Sami holds out his palms in a conciliatory gesture. ‘I couldn’t get away from work and I’m telling you now.’ He sighs. ‘Look, I thought it would be better to tell you in person, Soph.’
‘So I’d be the last fucking person to know. You bastard!’
She scurries to her feet, grabs a crystal whisky glass from the sideboard and hurls it at Sami’s head where it shatters on impact, leaving a small cut on his forehead which immediately pulses with blood.
Sami stands for a moment, his face frozen with shock, then he puts his fingers to his forehead before bringing them down to his eyes and bolting to the bathroom.
‘Poor precious Sami and his beautiful face,’ Sophie yells up the stairs.
She picks up her discarded wine glass lying on the floor, thumps back on the sofa and sloshes in more wine, but after a few moments, regret seeps in through the fog. She wants to hear more about David’s suicide. She needs some detail to feed her sedated sluggish mind so she can absorb what he’s said. David can’t possibly be dead, can he? Not David, of all people. Antonia was here earlier, they argued. It’s ludicrous, a joke, surely? She hears Sami’s footfall on the stairs and lifts her head as he appears. His jaw is clenched, a pale plaster looks stark and accusing on his dark skin. She takes a breath to speak, but he shakes his head silently. Then he opens the front door and walks out.
CHAPTER TWENTY-THREE
It’s a cold Saturday morning in early October, but the Turners’ lofty old home is warm, busy and bright. Olivia and Mike are smiling and chatty, appreciative of each other, helpful. But in the silences, there are unspoken words, Mike naturally assuming hers are the same as his. ‘What a terrible thing to happen. Thank God it wasn’t us. Thank God for all this.’
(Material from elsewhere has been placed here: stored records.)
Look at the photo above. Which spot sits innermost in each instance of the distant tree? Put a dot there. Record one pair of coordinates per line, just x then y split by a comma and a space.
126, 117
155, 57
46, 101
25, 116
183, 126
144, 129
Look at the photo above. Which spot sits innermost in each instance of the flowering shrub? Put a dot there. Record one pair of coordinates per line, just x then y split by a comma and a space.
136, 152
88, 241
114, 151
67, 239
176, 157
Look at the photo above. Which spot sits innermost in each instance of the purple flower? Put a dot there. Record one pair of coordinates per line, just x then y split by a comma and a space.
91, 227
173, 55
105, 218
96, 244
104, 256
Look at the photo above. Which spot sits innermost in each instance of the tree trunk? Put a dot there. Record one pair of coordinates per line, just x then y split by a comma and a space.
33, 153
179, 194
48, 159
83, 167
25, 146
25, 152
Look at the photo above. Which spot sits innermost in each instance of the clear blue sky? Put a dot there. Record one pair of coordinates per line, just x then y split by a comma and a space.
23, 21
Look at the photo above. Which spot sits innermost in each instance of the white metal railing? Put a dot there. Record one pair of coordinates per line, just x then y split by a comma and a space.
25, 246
‘Are you sure you don’t want to come with us?’ Mike asks a second time.
‘Sure, love. I’ve really got so much catching up to do. Send my love to Margaret and Liam.’
Mike contemplates Olivia as he drives in the balmy lull of the car towards Chester. It’s his monthly visit to see his mum and dad. Hannah is asleep on the back seat, Rachel sits next to him in the front, gazing out of the window. Olivia doesn’t always come to the monthly visits, so that’s fine, though Mike idly wonders what she’ll do all day. He would like them all to be together as a family today. Safely together. When death’s been so close, it haunts, makes you appreciate what you have, and realise how lucky you are. But it’s frightening too. Life can change in a moment and you might not be looking. And David’s death was so lonely, leaving Antonia lonely too.
‘Why did he do it, Dad?’
Rachel’s small voice interrupts his thoughts. He smiles, squeezes her hand and looks back at the road. Why did David do it? Why did an apparently happy and successful man take his own life? He hasn’t asked the question, nor has Olivia, but he’s sure it’s what everyone is thinking. Especially Antonia. ‘I wonder what he was thinking. I wonder what went through his head,’ she whispered that night. He can still picture her face, her huge perplexed eyes.
Mike clears his throat. ‘I really don’t know, love. Probably best not to mention it to Grandma.’
Rachel rolls her eyes. ‘I’m not stupid, Dad.’ Then after a moment, quietly, her blue eyes troubled as she looks at him. ‘You wouldn’t … you wouldn’t do that, would you?’
‘No, absolutely not, Rach.’
He takes her hand, but she’s turned her head and is staring at the yellow countryside through the passenger window. She’s wearing her new boots, pressed neatly together in the footwell where the black dog used to sit, the black dog he hasn’t seen for days. His happiness seems wrong. Unfair. David is dead. There’s nothing more final than death. Unless you believe.
He squeezes again. ‘Love you lots, you know, Rach.’
‘Dad!’ It’s said with embarrassment, but he can tell that she’s smiling.
Helen says goodbye to Antonia, replaces the telephone receiver carefully and stands in the cold conservatory looking out to the garden for several moments, thinking.